Second, to respond to your comment on the discussion, we have rewritten and reorganized this section to avoid repetition and provide a more in-depth interpretive reading of the findings. Rather than simply repeating results, they are now contextualized within relevant conceptual frameworks (social determinants of health, environmental justice, differential approaches to childhood), and their implications for the design of inclusive urban public policies are discussed. Furthermore, some findings are contrasted with similar studies in marginalized neighborhoods in Latin America, which allows Henequén to be situated within a regional urban context.
With these modifications, we believe the use of the MCA is justified and that the discussion now serves a more solid analytical and propositional function, better articulating the results with the conceptual framework and with concrete implications for decision-making. We deeply appreciate your contributions, which allowed us to strengthen the interpretive quality of the manuscript.

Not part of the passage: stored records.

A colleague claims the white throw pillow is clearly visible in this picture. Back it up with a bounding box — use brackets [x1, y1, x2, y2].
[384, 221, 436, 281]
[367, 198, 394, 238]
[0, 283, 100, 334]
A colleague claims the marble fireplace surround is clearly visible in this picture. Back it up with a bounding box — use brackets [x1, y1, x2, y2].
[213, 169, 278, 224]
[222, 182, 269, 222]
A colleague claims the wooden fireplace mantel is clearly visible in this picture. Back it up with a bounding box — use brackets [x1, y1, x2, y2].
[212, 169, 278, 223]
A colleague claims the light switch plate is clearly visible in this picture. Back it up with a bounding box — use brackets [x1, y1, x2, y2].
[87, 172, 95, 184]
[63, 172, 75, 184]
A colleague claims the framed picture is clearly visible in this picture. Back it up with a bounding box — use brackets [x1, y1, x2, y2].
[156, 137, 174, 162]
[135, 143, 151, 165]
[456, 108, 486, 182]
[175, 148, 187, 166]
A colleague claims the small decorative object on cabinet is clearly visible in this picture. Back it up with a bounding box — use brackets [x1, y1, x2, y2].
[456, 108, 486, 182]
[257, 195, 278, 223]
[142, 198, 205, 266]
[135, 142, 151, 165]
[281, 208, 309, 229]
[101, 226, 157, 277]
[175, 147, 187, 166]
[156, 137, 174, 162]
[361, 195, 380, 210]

Comments 7. Causal claims (e.g., linking overcrowding to health issues) are unsupported by data specific to Henequén. The conclusion is vague, lacking concrete interventions or prioritization of issues. It omits discussion of methodological and data limitations and overstates the framework’s value, which is neither well-defined nor illustrated.
Response 7. We appreciate your comments on the interpretation of the Multiple Correspondence Analysis (MCA) and the in-depth discussion. Additionally, we included several paragraphs to the discussion, trying to clarify the evaluator's questions.
Regarding the low variance explained in the MCA, we acknowledge that the first factorial plane captures only 8.3% of the total inertia, which may seem limited. However, as noted in the new methodological note in the Results section, this value is common in studies that analyze multiple, dispersed categorical variables, such as the sociodemographic and housing conditions considered here. In the MCA, relevance lies not only in the percentage of variation, but also in the coherence and stability of the observed groupings. In this sense, the analysis allows us to identify structural patterns of association—for example, the coincidence between overcrowding, precarious housing, female head of household, and low educational level—that enrich the understanding of compound vulnerability.
Round 2
Reviewer 1 Report
Comments and Suggestions for AuthorsThanks for the revision.
Reviewer 3 Report
Comments and Suggestions for AuthorsThe authors have addressed the majority of my comments and suggestions, and the paper now appears ready for publication.